Contrairement à la droite, tous les partis de gauche ont une part de Charlie Hebdo en eux. Et quelques jours après les attentats de Paris, chacun de ses représentants a tenu à profiter des traditionnels vœux à la presse pour rendre un hommage au journal satirique et à ses dessinateurs assassinés. Mais aussi pour prendre le temps de tenter de dégager quelques perspectives et pistes de réflexion.
Tous ont tenu à afficher concrètement leur solidarité avec « Charlie » et leur compagnonnage avec les disparus. Ainsi, Emmanuelle Cosse a rappelé les engagements écolos de Cabu, qui a dessiné de nombreuses affiches de campagne pour les Verts, ou de Bernard Maris, qui avait été candidat des Verts aux législatives de 2002 (« il avait fait plus de 10 %, l’un des meilleurs scores nationaux à l’époque », se souvient un ancien).
De son côté, Jean-Luc Mélenchon, qui a transformé ses vœux en « conférence » au théâtre Déjazet, s’est inspiré d’un rituel sud-américain pour égrener les noms des défunts, tandis que la salle lui répondait en écho un vibrant « Présent ! ». Rue de Solférino, au siège du PS, une fresque de Tignous réalisée pour un « forum contre les extrémismes » a été ressortie des archives.
Au siège du PCF, sous la coupole made in Niemeyer de la place du Colonel-Fabien, Patrick Pelloux et Maryse Wolinski ont été ovationnés, avant que Pierre Laurent ne rappelle, fortement ému, sa vieille amitié avec Charb, collaborateur régulier de L’Humanité, ou l'assiduité de Wolinski & Co au pavillon cubain de la fête de l'Huma.
Au-delà de l’émotion, chacun s’est replié sur ses fondamentaux pour tenter de trouver des réponses au drame, en favorisant sa propre grille de lecture idéologique. Internationalisme pour Pierre Laurent (PCF), principes écolo-libertaires pour Emmanuelle Cosse (EELV), universalisme laïque pour Jean-Luc Mélenchon (PG), et ordre républicain pour Jean-Christophe Cambadélis (PS).
Parfois, les interprétations des différents leaders se recoupent, parfois elles divergent, comme un symbole des unions et désunions à gauche. À l’image aussi de la trajectoire de Charlie Hebdo lui-même, devenu peu à peu en tant que tel un objet de divergence à l’intérieur même de la gauche, et dont les unes ont parfois provoqué des débats vifs et loin d’être tranchés en son sein (rapport à la religion en général et à l’islam en particulier, appréhension de la laïcité, féminisme, écologie, relation au capitalisme).
Si chaque chef de parti a laissé de côté les sujets qui fâchent, leur vision de « l’après 7 janvier » montre en creux quel « Charlie » ils entendent défendre à l’avenir.

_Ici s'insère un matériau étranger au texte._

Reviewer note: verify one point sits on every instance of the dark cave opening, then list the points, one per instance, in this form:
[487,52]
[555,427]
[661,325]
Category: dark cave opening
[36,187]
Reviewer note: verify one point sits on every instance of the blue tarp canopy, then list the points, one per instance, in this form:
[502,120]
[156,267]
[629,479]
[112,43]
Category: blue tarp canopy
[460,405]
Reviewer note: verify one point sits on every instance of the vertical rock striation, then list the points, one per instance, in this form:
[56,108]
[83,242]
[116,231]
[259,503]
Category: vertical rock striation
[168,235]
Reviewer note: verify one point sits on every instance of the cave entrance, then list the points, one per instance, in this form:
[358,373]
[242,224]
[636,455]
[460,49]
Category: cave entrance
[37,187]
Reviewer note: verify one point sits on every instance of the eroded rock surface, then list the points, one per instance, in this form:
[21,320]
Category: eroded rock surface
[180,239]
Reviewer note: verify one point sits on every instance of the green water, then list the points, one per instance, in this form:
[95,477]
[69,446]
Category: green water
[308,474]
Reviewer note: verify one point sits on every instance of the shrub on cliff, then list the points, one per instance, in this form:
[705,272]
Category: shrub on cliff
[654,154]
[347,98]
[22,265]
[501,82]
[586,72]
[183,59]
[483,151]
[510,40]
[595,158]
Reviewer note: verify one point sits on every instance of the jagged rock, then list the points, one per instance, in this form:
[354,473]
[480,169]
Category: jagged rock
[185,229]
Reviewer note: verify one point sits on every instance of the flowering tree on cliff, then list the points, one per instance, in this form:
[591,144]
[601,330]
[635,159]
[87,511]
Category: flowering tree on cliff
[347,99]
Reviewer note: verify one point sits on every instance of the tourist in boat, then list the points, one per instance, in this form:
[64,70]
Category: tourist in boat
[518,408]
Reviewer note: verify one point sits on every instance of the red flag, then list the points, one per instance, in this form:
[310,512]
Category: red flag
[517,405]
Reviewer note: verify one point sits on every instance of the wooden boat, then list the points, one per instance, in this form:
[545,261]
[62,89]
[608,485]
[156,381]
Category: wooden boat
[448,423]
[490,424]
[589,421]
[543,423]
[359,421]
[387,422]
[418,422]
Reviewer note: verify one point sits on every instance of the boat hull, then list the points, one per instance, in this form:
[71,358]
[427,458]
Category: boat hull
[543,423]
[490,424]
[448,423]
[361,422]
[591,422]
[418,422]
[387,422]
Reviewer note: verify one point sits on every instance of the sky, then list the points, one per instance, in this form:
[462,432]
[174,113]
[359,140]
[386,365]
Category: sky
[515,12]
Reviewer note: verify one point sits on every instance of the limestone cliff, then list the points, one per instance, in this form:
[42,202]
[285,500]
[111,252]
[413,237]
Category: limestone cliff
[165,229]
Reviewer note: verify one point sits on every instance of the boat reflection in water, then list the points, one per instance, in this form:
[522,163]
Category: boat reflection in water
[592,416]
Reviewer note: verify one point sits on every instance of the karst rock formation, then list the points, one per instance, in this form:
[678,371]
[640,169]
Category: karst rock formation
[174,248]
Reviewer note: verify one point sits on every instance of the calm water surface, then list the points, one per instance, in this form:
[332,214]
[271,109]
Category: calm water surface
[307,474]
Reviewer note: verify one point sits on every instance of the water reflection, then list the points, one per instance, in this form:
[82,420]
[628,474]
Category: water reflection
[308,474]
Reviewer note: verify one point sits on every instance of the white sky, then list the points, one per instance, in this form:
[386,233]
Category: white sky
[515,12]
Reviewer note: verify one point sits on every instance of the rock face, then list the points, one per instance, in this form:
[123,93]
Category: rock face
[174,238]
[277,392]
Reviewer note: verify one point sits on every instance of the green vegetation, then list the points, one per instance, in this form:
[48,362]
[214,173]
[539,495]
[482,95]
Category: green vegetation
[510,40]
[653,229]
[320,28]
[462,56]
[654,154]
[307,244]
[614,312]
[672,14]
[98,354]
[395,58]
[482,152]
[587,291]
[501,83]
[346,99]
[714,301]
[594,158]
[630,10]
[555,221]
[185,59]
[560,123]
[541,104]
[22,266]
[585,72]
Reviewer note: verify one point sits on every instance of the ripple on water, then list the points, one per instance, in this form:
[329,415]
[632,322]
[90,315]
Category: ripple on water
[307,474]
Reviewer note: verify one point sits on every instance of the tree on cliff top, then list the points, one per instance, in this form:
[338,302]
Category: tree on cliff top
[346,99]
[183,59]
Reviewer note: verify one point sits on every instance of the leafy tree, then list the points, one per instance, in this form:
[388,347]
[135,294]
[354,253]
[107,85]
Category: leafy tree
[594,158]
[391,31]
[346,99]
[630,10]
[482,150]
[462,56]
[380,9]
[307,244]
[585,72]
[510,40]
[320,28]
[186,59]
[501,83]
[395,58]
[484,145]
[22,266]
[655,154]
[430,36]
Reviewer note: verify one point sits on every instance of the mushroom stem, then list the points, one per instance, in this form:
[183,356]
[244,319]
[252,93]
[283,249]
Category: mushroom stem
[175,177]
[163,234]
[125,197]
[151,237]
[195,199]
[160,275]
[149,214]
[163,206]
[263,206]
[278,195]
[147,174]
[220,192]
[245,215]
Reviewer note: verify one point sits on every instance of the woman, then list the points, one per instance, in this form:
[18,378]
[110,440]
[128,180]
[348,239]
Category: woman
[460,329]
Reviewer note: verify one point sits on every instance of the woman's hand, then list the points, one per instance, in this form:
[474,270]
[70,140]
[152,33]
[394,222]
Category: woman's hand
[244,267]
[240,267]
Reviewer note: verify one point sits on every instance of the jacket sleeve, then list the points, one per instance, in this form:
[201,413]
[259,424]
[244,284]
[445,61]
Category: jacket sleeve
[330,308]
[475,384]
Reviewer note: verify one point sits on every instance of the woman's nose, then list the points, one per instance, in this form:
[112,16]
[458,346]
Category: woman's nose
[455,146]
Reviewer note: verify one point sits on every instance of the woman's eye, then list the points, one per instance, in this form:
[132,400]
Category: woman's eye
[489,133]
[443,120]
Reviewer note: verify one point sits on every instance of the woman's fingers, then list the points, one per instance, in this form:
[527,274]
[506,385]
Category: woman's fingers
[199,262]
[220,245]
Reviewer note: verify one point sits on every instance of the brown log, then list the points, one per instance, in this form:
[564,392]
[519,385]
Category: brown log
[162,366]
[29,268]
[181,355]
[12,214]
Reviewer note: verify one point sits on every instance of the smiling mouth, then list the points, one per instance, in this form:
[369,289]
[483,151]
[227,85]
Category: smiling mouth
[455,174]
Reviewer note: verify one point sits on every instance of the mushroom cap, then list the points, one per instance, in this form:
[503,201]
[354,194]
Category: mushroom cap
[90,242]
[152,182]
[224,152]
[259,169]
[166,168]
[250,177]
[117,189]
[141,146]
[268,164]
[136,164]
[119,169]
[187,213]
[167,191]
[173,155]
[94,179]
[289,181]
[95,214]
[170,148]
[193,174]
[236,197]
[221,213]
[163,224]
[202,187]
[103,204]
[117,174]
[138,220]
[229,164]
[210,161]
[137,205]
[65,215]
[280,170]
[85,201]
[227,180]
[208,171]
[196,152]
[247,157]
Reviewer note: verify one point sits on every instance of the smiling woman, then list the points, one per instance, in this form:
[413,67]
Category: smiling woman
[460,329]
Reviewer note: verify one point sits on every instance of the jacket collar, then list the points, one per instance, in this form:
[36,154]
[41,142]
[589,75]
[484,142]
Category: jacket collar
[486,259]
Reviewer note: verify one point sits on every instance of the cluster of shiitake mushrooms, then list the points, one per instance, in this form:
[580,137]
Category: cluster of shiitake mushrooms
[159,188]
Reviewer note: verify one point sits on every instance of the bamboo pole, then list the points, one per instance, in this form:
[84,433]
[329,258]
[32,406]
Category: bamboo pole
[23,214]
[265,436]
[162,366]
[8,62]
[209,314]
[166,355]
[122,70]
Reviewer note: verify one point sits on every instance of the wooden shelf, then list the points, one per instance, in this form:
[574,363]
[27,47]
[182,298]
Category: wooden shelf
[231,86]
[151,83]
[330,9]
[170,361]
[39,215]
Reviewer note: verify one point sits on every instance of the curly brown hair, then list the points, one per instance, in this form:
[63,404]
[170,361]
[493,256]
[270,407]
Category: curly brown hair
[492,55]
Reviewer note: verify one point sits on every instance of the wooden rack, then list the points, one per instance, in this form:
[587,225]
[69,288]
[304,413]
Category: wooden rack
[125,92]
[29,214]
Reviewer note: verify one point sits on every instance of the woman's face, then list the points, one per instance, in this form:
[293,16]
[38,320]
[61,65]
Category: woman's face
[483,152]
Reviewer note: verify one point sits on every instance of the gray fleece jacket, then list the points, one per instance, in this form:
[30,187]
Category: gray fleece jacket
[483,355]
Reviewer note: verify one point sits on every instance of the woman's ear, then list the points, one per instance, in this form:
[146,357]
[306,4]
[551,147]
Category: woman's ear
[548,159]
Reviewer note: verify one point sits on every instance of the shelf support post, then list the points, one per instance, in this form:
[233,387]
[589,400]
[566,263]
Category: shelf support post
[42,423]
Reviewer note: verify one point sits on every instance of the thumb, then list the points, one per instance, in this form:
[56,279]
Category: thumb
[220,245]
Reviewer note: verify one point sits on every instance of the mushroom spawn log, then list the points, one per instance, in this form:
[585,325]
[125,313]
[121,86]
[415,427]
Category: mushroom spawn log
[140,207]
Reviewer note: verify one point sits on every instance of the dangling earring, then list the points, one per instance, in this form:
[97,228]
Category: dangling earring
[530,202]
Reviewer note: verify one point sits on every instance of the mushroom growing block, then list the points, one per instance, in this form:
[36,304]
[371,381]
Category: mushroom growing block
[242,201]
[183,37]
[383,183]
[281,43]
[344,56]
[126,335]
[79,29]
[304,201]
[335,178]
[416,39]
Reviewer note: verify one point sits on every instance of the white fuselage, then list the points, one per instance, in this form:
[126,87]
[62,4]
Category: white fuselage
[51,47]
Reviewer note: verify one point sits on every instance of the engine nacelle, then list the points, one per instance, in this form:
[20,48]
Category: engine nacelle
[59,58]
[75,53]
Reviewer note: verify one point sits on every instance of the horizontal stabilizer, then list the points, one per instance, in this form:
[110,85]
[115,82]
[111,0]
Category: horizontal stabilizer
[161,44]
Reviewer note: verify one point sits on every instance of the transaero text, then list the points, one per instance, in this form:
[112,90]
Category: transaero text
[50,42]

Pour le secrétaire national du parti communiste, qui s’est exprimé lundi lors de ses vœux (lire ici), les massifs défilés de soutien du week-end dernier sont le signe d’un « attachement aux valeurs républicaines de liberté, d'égalité, de fraternité et de laïcité (…) L’immense masse de ceux qui ont défilé ont voulu dire la France de la liberté et du vivre ensemble plutôt que l'engrenage de la guerre et de la haine ».

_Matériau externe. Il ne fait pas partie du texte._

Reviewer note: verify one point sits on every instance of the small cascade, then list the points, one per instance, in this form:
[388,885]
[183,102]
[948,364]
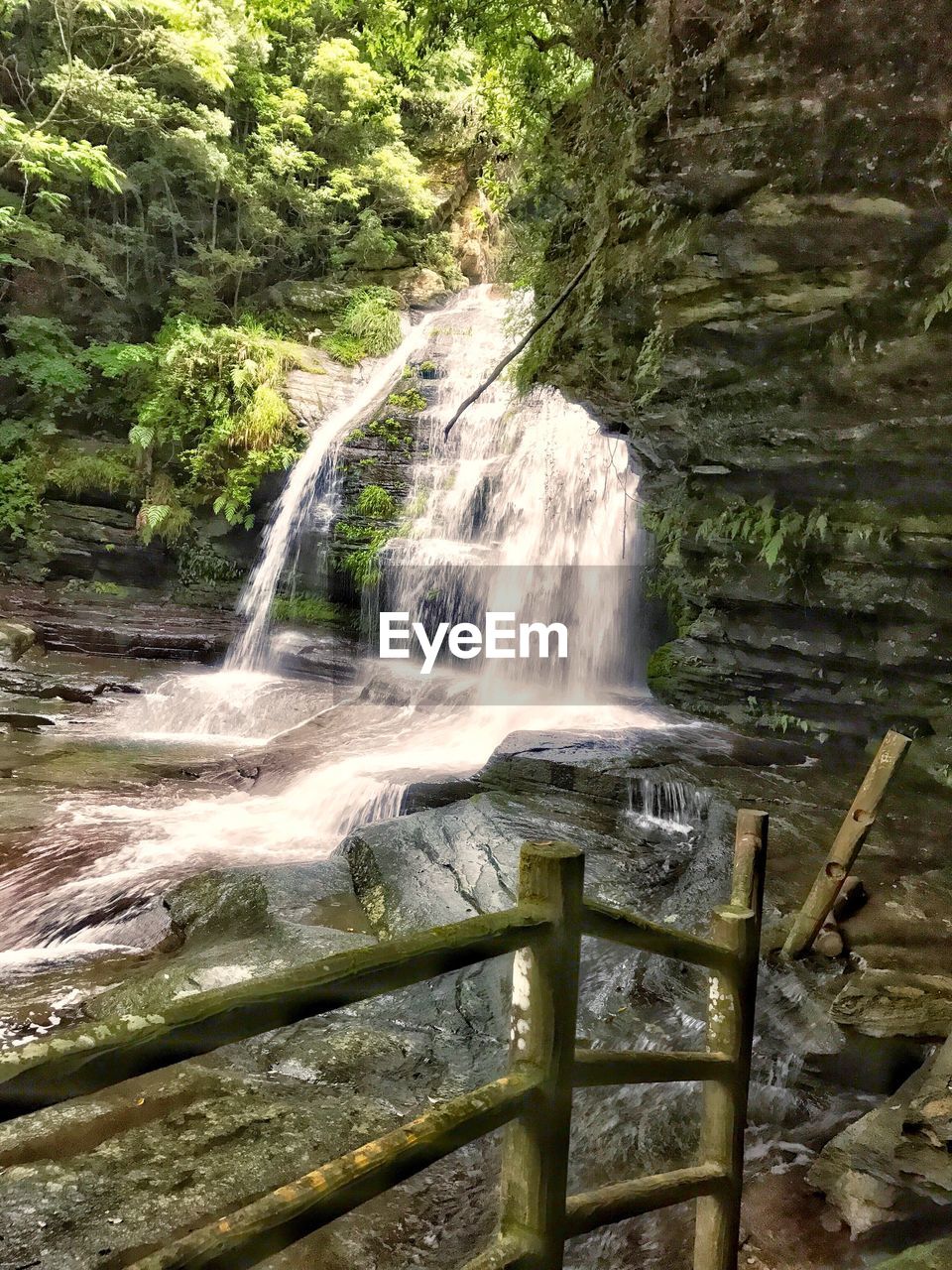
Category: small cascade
[308,502]
[527,508]
[670,803]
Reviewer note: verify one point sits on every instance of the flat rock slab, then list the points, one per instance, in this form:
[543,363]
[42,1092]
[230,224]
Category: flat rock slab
[893,1003]
[888,1165]
[118,629]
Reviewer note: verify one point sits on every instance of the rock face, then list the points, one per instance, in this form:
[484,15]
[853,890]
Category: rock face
[888,1164]
[117,627]
[794,451]
[885,1003]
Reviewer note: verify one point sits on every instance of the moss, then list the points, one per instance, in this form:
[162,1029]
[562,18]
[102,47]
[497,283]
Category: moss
[80,471]
[376,503]
[304,608]
[661,667]
[411,402]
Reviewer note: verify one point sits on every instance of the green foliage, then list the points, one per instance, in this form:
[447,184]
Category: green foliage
[188,155]
[200,564]
[363,564]
[370,325]
[395,434]
[411,402]
[779,536]
[164,163]
[212,411]
[21,508]
[376,503]
[82,587]
[304,608]
[778,720]
[76,471]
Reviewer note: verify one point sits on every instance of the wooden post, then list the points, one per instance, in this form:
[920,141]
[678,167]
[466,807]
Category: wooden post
[730,1030]
[847,843]
[544,1005]
[749,860]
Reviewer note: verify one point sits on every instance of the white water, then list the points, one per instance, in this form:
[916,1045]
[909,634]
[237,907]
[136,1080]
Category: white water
[309,481]
[527,508]
[535,494]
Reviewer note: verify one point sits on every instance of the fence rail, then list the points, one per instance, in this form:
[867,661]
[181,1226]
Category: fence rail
[532,1101]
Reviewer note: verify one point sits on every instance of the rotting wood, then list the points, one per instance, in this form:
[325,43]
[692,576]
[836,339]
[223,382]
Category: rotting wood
[535,1100]
[507,1252]
[730,1030]
[622,1201]
[285,1215]
[846,846]
[95,1056]
[544,1002]
[621,926]
[597,1067]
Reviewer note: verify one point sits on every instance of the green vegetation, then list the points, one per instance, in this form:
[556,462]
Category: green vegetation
[304,608]
[376,504]
[368,326]
[411,402]
[162,168]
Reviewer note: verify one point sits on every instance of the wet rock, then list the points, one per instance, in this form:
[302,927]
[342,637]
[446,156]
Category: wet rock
[16,638]
[117,627]
[22,721]
[892,1162]
[331,659]
[936,1255]
[829,942]
[108,1178]
[895,1003]
[851,899]
[220,905]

Aux yeux du responsable du PCF, si « certains disent que Charlie était sulfureux », « c'est notre période qui sent le soufre », citant les quinze premiers jours de l’année 2015, qui ont commencé « avec un grillage qui cerne un banc public. Puis les bateaux des migrants, le refus d'inhumer un bébé rom décédé, la médiatisation outrancière du livre de Houellebecq », mais aussi « les déclarations racistes de responsables politiques (qui) se banalisent », et « la xénophobie, l'antisémitisme et l'hostilité aux musulmans (qui) se répandent dangereusement en Europe ».

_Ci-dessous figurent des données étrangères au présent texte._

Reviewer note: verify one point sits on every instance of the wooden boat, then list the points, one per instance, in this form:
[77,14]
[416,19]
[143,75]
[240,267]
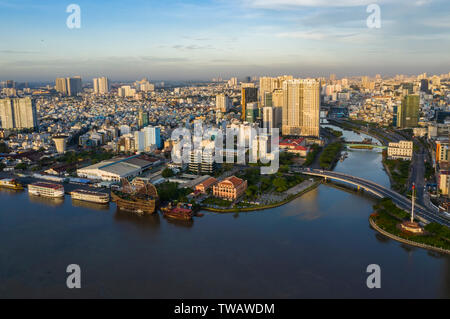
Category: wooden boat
[180,212]
[138,197]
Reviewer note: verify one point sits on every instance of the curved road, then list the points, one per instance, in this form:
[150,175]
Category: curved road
[381,191]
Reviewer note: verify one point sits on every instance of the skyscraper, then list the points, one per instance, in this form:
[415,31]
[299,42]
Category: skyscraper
[408,112]
[249,95]
[18,113]
[301,108]
[222,102]
[143,119]
[101,85]
[69,86]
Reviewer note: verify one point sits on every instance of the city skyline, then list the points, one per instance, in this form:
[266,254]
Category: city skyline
[204,39]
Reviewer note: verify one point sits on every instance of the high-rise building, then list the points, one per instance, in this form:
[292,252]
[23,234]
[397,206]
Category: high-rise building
[69,86]
[408,112]
[152,136]
[251,112]
[249,95]
[101,85]
[222,102]
[272,117]
[269,85]
[18,113]
[301,108]
[143,119]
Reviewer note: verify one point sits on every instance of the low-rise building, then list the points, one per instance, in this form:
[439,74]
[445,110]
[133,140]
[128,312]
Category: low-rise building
[230,188]
[401,150]
[204,186]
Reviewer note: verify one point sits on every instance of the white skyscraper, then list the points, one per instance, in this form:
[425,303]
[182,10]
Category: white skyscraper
[101,85]
[18,113]
[301,108]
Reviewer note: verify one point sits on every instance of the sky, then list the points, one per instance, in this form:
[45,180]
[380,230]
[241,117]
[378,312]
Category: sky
[200,39]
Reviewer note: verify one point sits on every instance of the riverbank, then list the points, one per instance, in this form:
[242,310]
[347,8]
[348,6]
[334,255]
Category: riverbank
[265,207]
[405,241]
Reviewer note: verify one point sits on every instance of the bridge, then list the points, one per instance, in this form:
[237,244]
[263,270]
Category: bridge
[356,145]
[424,214]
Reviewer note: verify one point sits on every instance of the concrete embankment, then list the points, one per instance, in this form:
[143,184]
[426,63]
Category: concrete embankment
[405,241]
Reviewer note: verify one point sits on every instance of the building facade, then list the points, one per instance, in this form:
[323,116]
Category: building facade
[230,188]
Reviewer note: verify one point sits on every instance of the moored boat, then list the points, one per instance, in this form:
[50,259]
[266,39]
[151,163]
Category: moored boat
[46,190]
[179,212]
[11,184]
[90,196]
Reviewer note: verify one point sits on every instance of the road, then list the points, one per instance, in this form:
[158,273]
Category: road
[381,191]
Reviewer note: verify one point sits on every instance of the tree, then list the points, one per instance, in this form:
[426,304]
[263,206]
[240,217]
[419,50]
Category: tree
[4,148]
[21,166]
[167,172]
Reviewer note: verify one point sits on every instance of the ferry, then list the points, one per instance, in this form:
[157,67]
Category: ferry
[46,190]
[11,184]
[89,196]
[180,212]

« Ils ont voulu tuer la culture, répondons par la culture », dit Laurent, qui appelle à une « unité nationale des citoyens », contre « une union sacrée des partis ». Jugeant « insupportable » l’injonction « sans cesse adressée par des responsables politiques, des médias et certains de leurs pseudo-experts aux musulmans de France pour qu'ils se désolidarisent de ce crime », le sénateur estime que « le drame que nous venons de vivre ne doit pas devenir le prétexte de la haine du musulman ! Pas plus que la moindre concession à l’antisémitisme ne puisse être tolérée ». À ses yeux, la radicalisation djihadiste et les départs en Syrie n’ont « rien à voir avec l'immigration », mais « avec l'attrait des logiques de guerre, la radicalisation politique extrême et des phénomènes de désocialisation grave de ces jeunes ».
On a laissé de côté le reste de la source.